Correlation of antibody titers by ELISA and TNA. A scatter plot of individual serum anti-SEB ELISA IgG titers (x axis) versus the SEB toxin-neutralizing antibody titer (y axis) is shown. (A) Representative results for all subjects and time points (n = 174; r = 0.94, 95% CI, 0.92 to 0.95); (B) representative results for all subjects at the baseline and at the times of the postvaccination peaks (n = 27; r = 0.71, 95% CI, 0.44 to 0.86).

DISCUSSION

The clinical syndromes which might be precipitated by a Staphylococcus aureus infection and exposure to SAgs can range from acute food poisoning (17, 18) to highly lethal toxic shock syndrome (menstruation associated [19, 20] and nonmenstruation associated [21, 22]). A role for staphylococcal SAgs has also been implicated in the pathogenesis of atopic dermatitis (23) and psoriasis (24). Furthermore, staphylococcal enterotoxin B (SEB) is a category B select agent because of the recognition that ingestion of a product created by the intentional aerosolization of minute amounts of SEB can result in marked incapacitation and death (14, 25).

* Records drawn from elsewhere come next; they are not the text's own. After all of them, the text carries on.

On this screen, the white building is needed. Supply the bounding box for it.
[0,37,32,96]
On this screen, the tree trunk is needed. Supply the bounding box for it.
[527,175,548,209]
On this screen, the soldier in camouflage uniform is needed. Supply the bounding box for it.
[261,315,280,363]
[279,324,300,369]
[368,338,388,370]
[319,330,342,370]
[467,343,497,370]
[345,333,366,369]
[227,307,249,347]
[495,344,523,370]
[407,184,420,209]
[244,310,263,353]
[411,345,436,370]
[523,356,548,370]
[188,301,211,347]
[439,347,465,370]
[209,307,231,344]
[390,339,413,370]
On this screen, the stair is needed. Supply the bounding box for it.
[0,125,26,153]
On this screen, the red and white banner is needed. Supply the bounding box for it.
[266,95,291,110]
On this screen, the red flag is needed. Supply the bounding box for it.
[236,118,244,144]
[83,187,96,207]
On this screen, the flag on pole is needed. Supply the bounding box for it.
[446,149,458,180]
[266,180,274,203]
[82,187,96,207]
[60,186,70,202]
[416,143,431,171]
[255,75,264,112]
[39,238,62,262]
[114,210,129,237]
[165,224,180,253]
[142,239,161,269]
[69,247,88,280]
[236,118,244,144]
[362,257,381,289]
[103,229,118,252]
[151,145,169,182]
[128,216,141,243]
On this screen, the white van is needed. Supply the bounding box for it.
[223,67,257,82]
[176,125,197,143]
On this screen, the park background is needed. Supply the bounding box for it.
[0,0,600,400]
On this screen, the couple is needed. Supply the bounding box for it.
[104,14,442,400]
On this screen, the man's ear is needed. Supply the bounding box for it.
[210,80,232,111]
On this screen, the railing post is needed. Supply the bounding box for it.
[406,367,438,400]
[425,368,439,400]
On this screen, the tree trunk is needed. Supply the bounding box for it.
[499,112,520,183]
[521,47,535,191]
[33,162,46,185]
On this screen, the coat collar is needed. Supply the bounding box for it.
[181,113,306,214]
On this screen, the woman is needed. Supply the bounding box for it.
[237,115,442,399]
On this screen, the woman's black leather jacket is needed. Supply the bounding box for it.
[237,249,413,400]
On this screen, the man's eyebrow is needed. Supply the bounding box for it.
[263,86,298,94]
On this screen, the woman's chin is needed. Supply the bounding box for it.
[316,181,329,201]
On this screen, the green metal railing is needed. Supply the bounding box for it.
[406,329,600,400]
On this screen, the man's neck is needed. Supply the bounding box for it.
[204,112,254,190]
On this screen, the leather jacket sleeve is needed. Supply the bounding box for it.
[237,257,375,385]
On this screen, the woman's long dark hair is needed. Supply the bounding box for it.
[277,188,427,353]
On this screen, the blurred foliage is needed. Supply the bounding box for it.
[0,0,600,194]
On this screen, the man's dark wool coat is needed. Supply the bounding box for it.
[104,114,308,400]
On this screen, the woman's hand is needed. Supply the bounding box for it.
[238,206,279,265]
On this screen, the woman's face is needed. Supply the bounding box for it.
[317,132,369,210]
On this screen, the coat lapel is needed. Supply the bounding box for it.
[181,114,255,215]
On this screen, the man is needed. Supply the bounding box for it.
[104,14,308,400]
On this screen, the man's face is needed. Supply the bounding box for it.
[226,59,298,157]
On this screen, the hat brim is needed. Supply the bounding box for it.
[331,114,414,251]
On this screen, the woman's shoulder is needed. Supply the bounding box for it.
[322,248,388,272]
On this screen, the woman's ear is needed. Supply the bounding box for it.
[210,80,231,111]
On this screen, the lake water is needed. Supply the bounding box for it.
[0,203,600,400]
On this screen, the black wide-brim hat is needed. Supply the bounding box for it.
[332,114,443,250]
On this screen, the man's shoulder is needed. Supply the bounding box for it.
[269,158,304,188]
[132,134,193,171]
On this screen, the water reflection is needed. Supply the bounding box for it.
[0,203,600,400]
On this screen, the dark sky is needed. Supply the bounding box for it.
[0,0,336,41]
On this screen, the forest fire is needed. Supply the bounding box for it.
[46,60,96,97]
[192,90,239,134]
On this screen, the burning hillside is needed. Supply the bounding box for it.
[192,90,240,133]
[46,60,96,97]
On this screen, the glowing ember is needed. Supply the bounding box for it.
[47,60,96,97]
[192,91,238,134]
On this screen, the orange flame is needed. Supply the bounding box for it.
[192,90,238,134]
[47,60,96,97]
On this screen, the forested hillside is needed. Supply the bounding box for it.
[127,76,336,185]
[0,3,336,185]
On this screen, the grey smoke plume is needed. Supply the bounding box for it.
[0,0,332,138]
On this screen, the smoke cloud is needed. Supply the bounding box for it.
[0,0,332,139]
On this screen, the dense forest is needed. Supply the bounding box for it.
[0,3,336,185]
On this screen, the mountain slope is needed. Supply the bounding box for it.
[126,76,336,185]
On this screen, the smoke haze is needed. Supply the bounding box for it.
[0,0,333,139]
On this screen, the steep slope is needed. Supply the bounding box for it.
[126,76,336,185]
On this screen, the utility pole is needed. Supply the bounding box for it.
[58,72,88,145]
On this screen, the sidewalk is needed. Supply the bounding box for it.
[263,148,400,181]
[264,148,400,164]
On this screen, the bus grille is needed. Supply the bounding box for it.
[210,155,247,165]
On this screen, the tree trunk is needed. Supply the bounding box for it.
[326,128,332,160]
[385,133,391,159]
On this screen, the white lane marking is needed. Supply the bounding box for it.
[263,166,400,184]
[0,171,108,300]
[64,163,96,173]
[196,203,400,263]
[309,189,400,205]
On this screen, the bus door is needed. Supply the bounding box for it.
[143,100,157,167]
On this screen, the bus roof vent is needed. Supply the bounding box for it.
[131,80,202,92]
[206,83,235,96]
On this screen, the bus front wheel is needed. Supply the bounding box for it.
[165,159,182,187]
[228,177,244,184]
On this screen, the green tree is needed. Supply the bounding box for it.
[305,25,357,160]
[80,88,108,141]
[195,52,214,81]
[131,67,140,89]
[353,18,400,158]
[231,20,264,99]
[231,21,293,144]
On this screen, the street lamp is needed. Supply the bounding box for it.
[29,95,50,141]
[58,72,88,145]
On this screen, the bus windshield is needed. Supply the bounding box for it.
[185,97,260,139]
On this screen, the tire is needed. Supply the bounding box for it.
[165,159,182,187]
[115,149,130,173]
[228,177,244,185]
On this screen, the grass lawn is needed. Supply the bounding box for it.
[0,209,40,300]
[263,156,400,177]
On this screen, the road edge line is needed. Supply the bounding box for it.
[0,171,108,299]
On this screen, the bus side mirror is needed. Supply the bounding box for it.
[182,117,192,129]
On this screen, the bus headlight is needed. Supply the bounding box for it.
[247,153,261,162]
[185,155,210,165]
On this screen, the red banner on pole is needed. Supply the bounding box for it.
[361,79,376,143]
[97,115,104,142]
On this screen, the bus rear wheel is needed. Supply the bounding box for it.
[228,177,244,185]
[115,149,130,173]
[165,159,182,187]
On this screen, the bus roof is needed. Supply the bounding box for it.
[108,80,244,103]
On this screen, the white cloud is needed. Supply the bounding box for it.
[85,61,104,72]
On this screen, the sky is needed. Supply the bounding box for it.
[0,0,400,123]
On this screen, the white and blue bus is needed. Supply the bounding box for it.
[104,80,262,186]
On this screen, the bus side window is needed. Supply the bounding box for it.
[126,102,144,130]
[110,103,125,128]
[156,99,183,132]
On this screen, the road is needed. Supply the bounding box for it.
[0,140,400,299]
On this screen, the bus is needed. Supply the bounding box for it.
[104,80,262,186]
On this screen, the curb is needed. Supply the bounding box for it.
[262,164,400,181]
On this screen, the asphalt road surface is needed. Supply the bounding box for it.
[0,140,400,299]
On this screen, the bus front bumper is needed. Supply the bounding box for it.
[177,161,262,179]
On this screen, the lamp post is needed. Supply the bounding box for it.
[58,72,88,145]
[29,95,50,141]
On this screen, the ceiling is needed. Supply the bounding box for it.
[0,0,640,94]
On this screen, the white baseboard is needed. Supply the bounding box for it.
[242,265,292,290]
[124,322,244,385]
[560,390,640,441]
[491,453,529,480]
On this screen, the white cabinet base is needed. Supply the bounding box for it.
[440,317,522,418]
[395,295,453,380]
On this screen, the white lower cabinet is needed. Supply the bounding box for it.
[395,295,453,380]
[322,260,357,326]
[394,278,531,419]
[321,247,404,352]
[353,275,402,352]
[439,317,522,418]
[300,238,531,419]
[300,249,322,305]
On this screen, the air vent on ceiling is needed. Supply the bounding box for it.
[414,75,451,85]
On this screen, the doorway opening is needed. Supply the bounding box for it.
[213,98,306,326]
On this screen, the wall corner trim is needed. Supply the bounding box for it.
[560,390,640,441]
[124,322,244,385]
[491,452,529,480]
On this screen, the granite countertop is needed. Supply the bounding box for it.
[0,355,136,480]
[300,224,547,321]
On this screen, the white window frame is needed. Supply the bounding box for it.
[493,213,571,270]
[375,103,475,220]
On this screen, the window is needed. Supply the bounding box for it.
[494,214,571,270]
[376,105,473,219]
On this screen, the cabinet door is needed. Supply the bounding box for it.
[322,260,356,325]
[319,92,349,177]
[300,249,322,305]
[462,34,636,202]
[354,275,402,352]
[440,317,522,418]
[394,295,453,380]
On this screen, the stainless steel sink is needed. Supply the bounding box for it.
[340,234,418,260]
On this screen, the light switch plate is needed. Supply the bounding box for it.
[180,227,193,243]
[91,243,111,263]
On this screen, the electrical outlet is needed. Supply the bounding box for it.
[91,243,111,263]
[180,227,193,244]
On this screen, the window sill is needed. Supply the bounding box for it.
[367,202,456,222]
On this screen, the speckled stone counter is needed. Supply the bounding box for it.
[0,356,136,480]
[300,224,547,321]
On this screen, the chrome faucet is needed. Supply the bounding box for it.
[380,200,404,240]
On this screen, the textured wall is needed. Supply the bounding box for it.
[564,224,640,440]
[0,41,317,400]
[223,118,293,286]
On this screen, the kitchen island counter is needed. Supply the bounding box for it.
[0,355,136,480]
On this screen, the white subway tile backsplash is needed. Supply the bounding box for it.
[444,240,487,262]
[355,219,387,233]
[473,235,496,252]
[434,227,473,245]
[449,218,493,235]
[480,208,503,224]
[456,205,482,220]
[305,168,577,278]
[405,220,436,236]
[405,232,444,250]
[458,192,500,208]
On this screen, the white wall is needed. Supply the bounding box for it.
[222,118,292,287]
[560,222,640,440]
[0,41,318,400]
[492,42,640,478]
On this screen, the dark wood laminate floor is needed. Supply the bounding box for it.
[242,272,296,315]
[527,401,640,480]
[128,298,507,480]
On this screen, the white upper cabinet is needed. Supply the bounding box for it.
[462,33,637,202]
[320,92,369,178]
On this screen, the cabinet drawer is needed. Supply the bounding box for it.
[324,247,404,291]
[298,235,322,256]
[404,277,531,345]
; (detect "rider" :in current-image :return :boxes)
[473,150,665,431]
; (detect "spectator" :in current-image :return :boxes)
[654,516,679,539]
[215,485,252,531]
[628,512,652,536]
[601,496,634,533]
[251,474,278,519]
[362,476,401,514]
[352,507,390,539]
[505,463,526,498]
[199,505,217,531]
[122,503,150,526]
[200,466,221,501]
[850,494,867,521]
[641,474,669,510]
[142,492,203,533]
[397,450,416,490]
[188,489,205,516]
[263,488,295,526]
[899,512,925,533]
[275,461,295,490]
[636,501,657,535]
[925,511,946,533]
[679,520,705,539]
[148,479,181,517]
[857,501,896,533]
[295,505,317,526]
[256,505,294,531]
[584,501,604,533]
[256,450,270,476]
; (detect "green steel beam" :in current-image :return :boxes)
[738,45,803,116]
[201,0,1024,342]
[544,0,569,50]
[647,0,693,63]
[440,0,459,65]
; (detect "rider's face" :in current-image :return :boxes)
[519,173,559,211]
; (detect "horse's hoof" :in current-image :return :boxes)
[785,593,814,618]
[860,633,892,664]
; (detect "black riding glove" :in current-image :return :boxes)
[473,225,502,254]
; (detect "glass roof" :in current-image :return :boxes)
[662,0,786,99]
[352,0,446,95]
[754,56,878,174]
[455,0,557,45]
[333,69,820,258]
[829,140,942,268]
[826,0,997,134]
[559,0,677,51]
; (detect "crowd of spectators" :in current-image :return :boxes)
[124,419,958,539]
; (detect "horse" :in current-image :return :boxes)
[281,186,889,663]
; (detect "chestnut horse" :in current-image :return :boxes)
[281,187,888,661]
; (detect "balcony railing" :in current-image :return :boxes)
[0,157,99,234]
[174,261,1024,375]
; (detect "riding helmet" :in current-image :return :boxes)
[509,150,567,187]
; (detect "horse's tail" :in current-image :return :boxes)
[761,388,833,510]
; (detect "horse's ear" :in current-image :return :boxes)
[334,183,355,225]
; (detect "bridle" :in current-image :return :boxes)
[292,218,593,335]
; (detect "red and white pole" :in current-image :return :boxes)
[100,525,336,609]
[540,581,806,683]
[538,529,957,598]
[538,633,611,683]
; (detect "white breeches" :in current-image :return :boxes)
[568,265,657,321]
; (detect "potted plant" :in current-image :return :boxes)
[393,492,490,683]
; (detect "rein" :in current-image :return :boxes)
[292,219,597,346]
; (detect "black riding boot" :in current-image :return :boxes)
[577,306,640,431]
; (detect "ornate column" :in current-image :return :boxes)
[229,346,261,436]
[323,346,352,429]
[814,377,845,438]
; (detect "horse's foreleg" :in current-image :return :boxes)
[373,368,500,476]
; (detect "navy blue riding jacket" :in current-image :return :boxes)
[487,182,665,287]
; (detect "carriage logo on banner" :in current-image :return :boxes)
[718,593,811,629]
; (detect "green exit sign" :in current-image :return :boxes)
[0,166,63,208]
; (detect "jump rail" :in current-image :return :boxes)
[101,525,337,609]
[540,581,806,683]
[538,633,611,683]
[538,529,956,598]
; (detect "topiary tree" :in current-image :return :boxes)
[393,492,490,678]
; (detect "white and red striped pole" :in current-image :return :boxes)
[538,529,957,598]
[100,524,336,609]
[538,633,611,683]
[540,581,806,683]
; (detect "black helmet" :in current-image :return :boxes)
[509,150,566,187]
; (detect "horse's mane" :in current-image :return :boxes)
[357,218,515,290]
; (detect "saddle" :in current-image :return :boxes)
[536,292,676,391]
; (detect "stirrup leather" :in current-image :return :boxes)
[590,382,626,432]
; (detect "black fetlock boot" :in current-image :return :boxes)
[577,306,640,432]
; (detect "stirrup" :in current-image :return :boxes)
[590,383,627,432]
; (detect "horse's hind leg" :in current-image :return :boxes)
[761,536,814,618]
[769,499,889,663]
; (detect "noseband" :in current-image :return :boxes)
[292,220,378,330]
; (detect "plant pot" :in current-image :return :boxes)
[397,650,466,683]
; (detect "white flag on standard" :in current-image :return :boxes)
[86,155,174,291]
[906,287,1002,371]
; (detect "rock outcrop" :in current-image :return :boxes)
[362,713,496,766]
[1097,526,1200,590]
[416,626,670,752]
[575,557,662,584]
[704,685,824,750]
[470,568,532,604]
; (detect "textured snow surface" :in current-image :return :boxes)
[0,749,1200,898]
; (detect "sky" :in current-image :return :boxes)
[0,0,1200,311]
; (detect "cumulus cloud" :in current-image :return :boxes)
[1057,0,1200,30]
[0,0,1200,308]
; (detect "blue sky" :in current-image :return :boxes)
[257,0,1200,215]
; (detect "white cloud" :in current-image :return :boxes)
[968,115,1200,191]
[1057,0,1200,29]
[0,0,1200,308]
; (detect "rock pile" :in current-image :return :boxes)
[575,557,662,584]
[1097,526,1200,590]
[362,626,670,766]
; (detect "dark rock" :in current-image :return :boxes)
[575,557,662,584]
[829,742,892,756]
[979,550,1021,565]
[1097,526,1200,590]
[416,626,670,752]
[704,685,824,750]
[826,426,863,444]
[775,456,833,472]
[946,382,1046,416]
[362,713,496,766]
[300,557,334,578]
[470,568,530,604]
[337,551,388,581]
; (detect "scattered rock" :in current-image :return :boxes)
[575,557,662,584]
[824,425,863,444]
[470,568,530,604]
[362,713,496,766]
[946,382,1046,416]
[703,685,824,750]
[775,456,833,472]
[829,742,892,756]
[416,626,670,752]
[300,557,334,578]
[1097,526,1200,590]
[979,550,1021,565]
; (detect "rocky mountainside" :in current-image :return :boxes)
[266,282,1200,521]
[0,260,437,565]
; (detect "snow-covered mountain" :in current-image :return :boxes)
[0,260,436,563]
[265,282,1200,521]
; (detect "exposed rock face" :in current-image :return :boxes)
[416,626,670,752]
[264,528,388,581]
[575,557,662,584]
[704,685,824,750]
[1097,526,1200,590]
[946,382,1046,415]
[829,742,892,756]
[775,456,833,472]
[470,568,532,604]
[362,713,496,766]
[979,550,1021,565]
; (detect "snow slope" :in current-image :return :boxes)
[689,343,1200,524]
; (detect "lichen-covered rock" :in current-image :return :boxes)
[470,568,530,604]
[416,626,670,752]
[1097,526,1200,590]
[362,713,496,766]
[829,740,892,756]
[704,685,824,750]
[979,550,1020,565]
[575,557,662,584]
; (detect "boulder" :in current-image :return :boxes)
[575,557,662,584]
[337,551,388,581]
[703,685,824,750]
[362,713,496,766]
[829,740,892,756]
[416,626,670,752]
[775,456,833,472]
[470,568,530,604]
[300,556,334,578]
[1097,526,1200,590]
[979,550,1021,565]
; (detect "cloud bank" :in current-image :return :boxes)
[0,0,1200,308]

This is the first-in-human evaluation of a vaccine based on a recombinantly expressed, genetically modified SEB protein, STEBVax. Due to concerns for wide-scale T-cell activation and an overwhelming cytokine storm, as was seen with the infusion of a CD28 superagonist (26), we carefully selected the starting dose (0.01 μg) to be near the lower end of the known biologically relevant dose (equivalent) of wild-type SEB (0.0004 μg/kg and >1,000 times lower than the final target dose of 20 μg). Despite this potential for toxicity, an overall lack of reactogenicity, laboratory abnormalities, and unsolicited adverse events was recorded. There was no trend for a dose-response relationship with any reactogenicity symptom or sign; no serious adverse events associated with vaccination were observed; and all other AEs were of mild or moderate severity, were of short duration, and self-resolved. Therefore, we appear to confirm the elimination of the superantigenic toxicity of STEBVax through the three site-directed mutations incorporated in the MHC-II binding site of rSEB.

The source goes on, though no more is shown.